The Mexican Peso appreciated against the US Dollar after the latest inflation data increasing the likelihood that the Bank of Mexico (Banxico) will keep rates unchanged. Headline figures on a monthly and annual basis exceeded forecasts, but underlying measures edged slightly lower. The USD/MXN trades at 16.86, down 0.21%.

Mexico’s economic docket revealed that the Consumer Price Index (CPI) for April showed that prices remain above Banxico’s 3% plus or minus 1% goal, which would likely prevent the Mexican central bank from continuing to ease policy.

Looking ahead, Banxico, under the leadership of Governor Victoria Rodriguez Ceja, is expected to keep rates unchanged at 11.00% by most analysts as inflation reaccelerated last month. However, it’s crucial to note that Mexico’s economy has shown signs of weakness, largely due to the economic slowdown in the United States (US). This factor could significantly influence the future of the Mexican Peso.

Therefore, USD/MXN traders should watch Banxico’s Governing Council’s decision and the update on economic projections.

Across the border, the US jobs market continued to show signs of cooling, with the number of Americans filling out unemployment benefits crushing estimates. Later, San Francisco Fed President Mary Daly will cross the newswires.

Daily digest market movers: Inflation in Mexico rises ahead of Banxico’s decision

  • Mexican Core CPI in April increased by 0.21% MoM, below the expected 0.24% and significantly lower than the previous month’s increase of 0.44%. Meanwhile, headline CPI moderated to 0.20%, slightly above the forecast of 0.19% but below the prior month’s 0.29%.
  • On an annual basis, underlying inflation rose by 4.37%, below estimates of 4.40% and March’s 4.55%. Headline inflation ticked up to 4.65%, up from 4.42%, exceeding forecasts of 4.63%.
  • Most bank analysts predict that Banxico will keep interest rates steady with a unanimous decision expected from the Governing Council. However, future meetings are anticipated to be more contentious, potentially leading to divided votes. This expectation arises from comments by two Deputy Governors, Irene Espinosa and Jonathan Heath, who have stated that inflation is still elevated, necessitating that interest rates stay put.
  • US Department of Labor revealed that Initial Jobless Claims for the week ending May 4 increased by 231K, above estimates of 210K, up from the previous week’s 209K.
  • US labor market continues to cool. April’s Nonfarm Payrolls and the release of the latest unemployment claims data can put pressure on Fed officials, who acknowledged that risks to achieving its dual mandate on employment and inflation “moved toward better balance over the past year.”
  • Data from the futures market see odds for a quarter percentage point Fed rate cut in September at 86%, versus 55% ahead of last week’s FOMC decision.

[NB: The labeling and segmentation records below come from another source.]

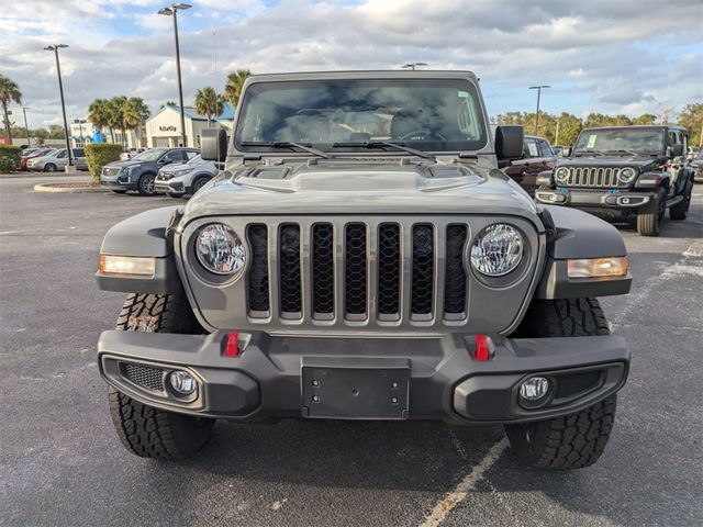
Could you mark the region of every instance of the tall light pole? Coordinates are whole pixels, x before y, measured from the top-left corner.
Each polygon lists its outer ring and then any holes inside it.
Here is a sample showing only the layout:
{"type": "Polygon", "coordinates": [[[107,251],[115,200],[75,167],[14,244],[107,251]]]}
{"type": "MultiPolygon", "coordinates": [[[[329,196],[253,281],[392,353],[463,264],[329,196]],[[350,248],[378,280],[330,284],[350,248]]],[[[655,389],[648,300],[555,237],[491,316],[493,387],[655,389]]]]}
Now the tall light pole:
{"type": "Polygon", "coordinates": [[[64,134],[66,135],[66,149],[68,150],[68,166],[74,164],[74,159],[70,152],[70,143],[68,141],[68,121],[66,120],[66,102],[64,101],[64,82],[62,81],[62,65],[58,61],[58,51],[62,47],[68,47],[66,44],[54,44],[53,46],[46,46],[44,49],[47,52],[54,52],[56,56],[56,71],[58,72],[58,91],[62,94],[62,113],[64,114],[64,134]]]}
{"type": "Polygon", "coordinates": [[[537,90],[537,114],[535,115],[535,135],[539,135],[539,98],[543,88],[551,88],[549,85],[531,86],[531,90],[537,90]]]}
{"type": "Polygon", "coordinates": [[[26,131],[26,147],[30,148],[32,146],[32,139],[30,138],[30,127],[26,125],[26,111],[29,108],[22,106],[22,113],[24,114],[24,130],[26,131]]]}
{"type": "Polygon", "coordinates": [[[158,14],[174,18],[174,38],[176,40],[176,70],[178,71],[178,102],[180,103],[180,138],[181,146],[186,144],[186,112],[183,110],[183,85],[180,77],[180,46],[178,44],[178,10],[185,11],[192,5],[187,3],[172,3],[170,7],[158,10],[158,14]]]}
{"type": "Polygon", "coordinates": [[[415,70],[416,66],[427,66],[427,63],[408,63],[401,66],[403,69],[412,69],[415,70]]]}

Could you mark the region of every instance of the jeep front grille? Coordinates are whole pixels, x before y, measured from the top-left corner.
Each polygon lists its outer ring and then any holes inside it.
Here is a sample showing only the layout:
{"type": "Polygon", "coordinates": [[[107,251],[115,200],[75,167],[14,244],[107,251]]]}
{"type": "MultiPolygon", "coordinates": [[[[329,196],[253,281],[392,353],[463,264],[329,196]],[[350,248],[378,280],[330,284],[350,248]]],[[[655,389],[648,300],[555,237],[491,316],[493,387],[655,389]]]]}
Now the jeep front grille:
{"type": "Polygon", "coordinates": [[[603,167],[569,167],[569,176],[565,183],[558,183],[563,187],[594,187],[594,188],[614,188],[626,187],[618,181],[620,168],[603,167]]]}
{"type": "Polygon", "coordinates": [[[466,224],[257,223],[246,237],[252,319],[432,323],[468,313],[466,224]]]}

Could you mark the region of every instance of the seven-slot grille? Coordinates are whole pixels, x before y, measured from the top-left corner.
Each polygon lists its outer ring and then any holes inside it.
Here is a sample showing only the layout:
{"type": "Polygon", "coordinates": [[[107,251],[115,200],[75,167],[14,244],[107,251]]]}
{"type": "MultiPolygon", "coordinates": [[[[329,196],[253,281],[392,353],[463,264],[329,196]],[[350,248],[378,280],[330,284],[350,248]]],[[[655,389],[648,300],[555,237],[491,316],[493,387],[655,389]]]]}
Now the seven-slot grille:
{"type": "Polygon", "coordinates": [[[559,183],[565,187],[613,188],[626,186],[617,179],[621,168],[568,167],[567,169],[569,176],[566,182],[559,183]]]}
{"type": "Polygon", "coordinates": [[[466,224],[249,224],[249,317],[462,321],[466,224]]]}

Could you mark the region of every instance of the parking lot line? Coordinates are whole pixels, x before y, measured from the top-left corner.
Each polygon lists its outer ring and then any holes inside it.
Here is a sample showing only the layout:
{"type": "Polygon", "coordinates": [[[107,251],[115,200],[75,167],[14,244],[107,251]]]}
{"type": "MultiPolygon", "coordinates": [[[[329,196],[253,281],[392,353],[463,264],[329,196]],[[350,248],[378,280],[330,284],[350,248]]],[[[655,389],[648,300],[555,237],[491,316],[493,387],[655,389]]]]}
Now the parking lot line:
{"type": "Polygon", "coordinates": [[[451,512],[454,507],[460,504],[469,492],[476,489],[476,484],[483,478],[483,474],[490,469],[495,461],[499,460],[503,451],[507,448],[507,438],[503,438],[491,447],[481,461],[473,467],[471,472],[464,476],[457,486],[448,493],[435,507],[421,527],[436,527],[451,512]]]}

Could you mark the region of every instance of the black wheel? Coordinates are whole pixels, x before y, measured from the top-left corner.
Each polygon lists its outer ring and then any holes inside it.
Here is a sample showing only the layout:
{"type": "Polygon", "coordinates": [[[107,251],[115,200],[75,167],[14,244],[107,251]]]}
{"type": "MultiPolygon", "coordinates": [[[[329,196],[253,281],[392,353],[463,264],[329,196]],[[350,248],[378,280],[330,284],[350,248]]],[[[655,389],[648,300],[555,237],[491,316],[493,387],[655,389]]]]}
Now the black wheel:
{"type": "Polygon", "coordinates": [[[200,177],[200,178],[196,179],[196,181],[193,181],[193,186],[192,186],[192,189],[193,189],[192,193],[194,194],[194,193],[196,193],[196,192],[198,192],[200,189],[202,189],[202,188],[203,188],[203,186],[204,186],[208,181],[210,181],[210,178],[208,178],[208,177],[204,177],[204,178],[203,178],[203,177],[200,177]]]}
{"type": "Polygon", "coordinates": [[[683,201],[677,203],[669,209],[669,217],[674,221],[685,220],[689,216],[689,209],[691,208],[691,193],[693,192],[693,182],[689,182],[685,186],[683,192],[683,201]]]}
{"type": "MultiPolygon", "coordinates": [[[[130,294],[118,317],[118,329],[147,333],[202,333],[188,301],[181,296],[130,294]]],[[[110,414],[122,445],[143,458],[183,459],[212,436],[215,419],[191,417],[143,404],[110,386],[110,414]]]]}
{"type": "Polygon", "coordinates": [[[657,195],[637,214],[637,233],[640,236],[659,236],[667,212],[667,194],[659,189],[657,195]]]}
{"type": "MultiPolygon", "coordinates": [[[[524,338],[609,335],[598,300],[535,300],[513,336],[524,338]]],[[[581,469],[603,453],[613,428],[616,396],[562,417],[505,425],[513,451],[542,469],[581,469]]]]}
{"type": "Polygon", "coordinates": [[[156,194],[156,187],[154,186],[154,180],[156,176],[153,173],[145,173],[140,178],[140,182],[137,183],[137,190],[142,195],[154,195],[156,194]]]}

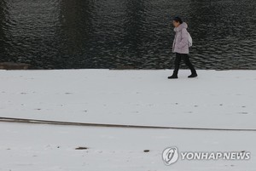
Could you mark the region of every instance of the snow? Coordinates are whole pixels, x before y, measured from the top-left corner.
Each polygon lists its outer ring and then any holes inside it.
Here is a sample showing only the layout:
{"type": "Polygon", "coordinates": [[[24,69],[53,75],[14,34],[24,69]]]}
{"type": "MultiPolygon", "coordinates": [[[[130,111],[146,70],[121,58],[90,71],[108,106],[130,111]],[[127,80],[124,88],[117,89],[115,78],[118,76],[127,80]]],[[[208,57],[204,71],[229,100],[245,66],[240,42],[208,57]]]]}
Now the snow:
{"type": "MultiPolygon", "coordinates": [[[[256,128],[256,71],[0,71],[0,117],[93,123],[256,128]]],[[[255,132],[0,123],[0,170],[255,170],[255,132]],[[161,152],[247,151],[248,161],[161,152]],[[86,150],[75,150],[79,146],[86,150]],[[149,150],[149,152],[143,152],[149,150]]]]}

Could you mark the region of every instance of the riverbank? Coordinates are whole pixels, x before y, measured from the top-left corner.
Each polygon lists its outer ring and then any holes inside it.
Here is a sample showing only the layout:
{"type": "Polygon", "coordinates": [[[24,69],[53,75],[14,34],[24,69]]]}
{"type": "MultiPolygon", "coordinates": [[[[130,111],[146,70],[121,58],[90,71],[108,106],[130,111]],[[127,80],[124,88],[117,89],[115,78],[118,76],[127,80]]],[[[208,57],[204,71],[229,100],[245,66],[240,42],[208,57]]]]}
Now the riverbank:
{"type": "MultiPolygon", "coordinates": [[[[140,126],[255,129],[256,71],[0,71],[0,117],[140,126]]],[[[1,123],[3,170],[254,170],[255,132],[1,123]],[[178,161],[162,151],[249,151],[249,161],[178,161]],[[79,147],[88,149],[75,150],[79,147]],[[144,152],[149,150],[149,152],[144,152]]]]}

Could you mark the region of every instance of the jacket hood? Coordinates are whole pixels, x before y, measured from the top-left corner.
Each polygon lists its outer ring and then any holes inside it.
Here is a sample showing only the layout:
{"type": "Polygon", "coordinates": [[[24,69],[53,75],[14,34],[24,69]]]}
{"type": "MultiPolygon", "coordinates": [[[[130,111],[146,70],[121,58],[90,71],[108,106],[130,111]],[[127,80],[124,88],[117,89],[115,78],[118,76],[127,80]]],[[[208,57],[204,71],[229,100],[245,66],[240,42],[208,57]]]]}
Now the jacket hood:
{"type": "Polygon", "coordinates": [[[183,24],[181,24],[180,26],[178,26],[177,27],[174,28],[174,31],[180,31],[183,28],[187,29],[188,28],[188,25],[185,22],[183,22],[183,24]]]}

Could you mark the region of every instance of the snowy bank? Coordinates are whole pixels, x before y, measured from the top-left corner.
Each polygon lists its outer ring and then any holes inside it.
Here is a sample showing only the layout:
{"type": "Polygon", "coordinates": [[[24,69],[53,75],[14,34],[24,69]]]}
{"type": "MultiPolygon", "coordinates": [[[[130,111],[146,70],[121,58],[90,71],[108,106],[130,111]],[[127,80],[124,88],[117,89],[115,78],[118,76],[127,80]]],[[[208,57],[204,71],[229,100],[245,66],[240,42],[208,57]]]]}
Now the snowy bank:
{"type": "MultiPolygon", "coordinates": [[[[256,128],[256,71],[0,71],[0,117],[93,123],[256,128]]],[[[0,122],[0,170],[256,169],[256,132],[0,122]],[[178,161],[163,150],[251,152],[248,161],[178,161]],[[76,150],[78,147],[86,147],[76,150]],[[149,150],[144,152],[144,150],[149,150]]]]}
{"type": "Polygon", "coordinates": [[[0,116],[256,128],[256,71],[0,71],[0,116]]]}

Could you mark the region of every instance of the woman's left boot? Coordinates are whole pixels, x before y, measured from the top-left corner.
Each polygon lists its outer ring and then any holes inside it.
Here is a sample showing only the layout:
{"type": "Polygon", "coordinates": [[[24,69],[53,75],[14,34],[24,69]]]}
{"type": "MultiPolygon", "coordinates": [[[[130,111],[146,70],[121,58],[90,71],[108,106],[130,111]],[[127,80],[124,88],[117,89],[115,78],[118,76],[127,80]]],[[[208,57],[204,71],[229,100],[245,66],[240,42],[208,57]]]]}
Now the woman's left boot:
{"type": "Polygon", "coordinates": [[[190,76],[189,76],[188,77],[197,77],[197,73],[194,72],[190,76]]]}

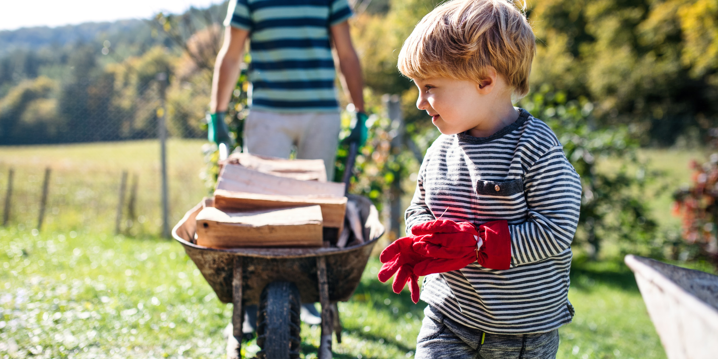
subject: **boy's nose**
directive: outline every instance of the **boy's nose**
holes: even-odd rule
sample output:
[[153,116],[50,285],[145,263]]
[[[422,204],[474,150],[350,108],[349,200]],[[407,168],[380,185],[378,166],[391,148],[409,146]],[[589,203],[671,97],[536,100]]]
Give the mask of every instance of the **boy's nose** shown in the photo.
[[426,98],[422,96],[421,93],[419,93],[419,98],[416,98],[416,108],[419,108],[419,110],[426,110],[429,107],[431,106],[429,105],[429,101],[426,101]]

Technical analysis: Mexican Peso gains traction as USD/MXN tumbles below 16.90

The USD/MXN remains biased to the downside, showcasinging the Peso’s strength as sellers remain in charge. Momentum depicted by the Relative Strength Index (RSI) in bearish territory hints that the exotic pair can be testing the 50-day Simple Moving Average (SMA) at 16.79, which is the immediate support level in the short term.

Once cleared, the USD/MXN would test the 2023 low of 16.62, followed by the current year-to-date low of 16.25.

On the other hand, if buyers claim the 100-day SMA at 16.93, that could sponsor a leg up to the 17.00 psychological level. A breach of the latter would expose the 200-day SMA at 17.17, followed by the January 23 swing high of 17.38 and the year-to-date high of 17.92.